UBC Undergraduate Research

Understanding and finding solutions to the state of the NSR lands in British Columbia Harper-Heir, Benjamin Peter

Abstract

With the mountain pine beetle infestation beginning to wind down, attempting to quantify the amount of Non-Sufficiently-Restocked (NSR) land is one that has caused arguments with different estimates ranging from as high as 9.1 million hectares to as low as 240 thousand hectares. An analysis of this problem has concluded that there is not enough evidence, due to a lack of government surveys, to come up with a definitive number. This lack of evidence has lead to an unclear, and poorly carried out reforestation program, resulting in the lowest rates of planted seedlings in 20 years. This decline will severely hamper the long term growing volume in the provinces forest and is one which needs to be dealt with quickly.

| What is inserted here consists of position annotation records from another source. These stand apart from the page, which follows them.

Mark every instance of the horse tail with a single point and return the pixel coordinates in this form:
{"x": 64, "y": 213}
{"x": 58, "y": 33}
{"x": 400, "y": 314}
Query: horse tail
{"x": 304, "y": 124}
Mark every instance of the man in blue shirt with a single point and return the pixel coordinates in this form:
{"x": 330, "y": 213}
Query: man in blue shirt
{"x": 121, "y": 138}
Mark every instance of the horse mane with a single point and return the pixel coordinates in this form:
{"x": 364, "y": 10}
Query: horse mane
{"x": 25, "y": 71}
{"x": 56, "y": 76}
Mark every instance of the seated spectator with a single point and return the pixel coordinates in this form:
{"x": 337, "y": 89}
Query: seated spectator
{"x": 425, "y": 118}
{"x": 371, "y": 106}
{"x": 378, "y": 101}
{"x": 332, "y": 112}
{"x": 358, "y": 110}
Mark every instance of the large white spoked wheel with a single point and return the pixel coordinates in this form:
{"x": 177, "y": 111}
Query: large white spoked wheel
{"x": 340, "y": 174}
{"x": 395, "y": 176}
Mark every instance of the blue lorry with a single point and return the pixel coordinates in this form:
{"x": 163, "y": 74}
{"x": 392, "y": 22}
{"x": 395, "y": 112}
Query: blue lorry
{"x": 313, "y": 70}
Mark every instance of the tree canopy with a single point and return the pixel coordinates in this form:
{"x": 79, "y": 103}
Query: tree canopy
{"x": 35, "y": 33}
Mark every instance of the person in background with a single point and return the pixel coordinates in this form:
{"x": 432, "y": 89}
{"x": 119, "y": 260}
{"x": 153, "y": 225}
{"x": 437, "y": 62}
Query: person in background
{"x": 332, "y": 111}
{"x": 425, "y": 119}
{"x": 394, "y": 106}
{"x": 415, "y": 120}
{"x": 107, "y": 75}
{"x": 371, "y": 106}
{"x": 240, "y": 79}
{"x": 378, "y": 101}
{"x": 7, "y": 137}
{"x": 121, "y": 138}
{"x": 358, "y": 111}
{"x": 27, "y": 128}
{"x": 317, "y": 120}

A province-wide inventory of all mountain pine beetle and other NSR must be carried out with funding from all levels of government and perhaps with the help of carbon credit revenue. Once this analysis has been completed a pointed silviculture strategy must drawn up, using criteria such as feasible access, site-index, cost, understory success, fertilization potential and hydrology concerns to create a realistic, provincial, management plan. Once this plan is created, further sources of revenue can be pursued with the ability to demonstrate that the problem is understood and that the money will be put to a targeted use with a reachable outcome. With the forest sector beginning to turn around and create revenue for the province once again, it is reasonable to expect that province would attempt to put some of this money back into managing this valuable resource.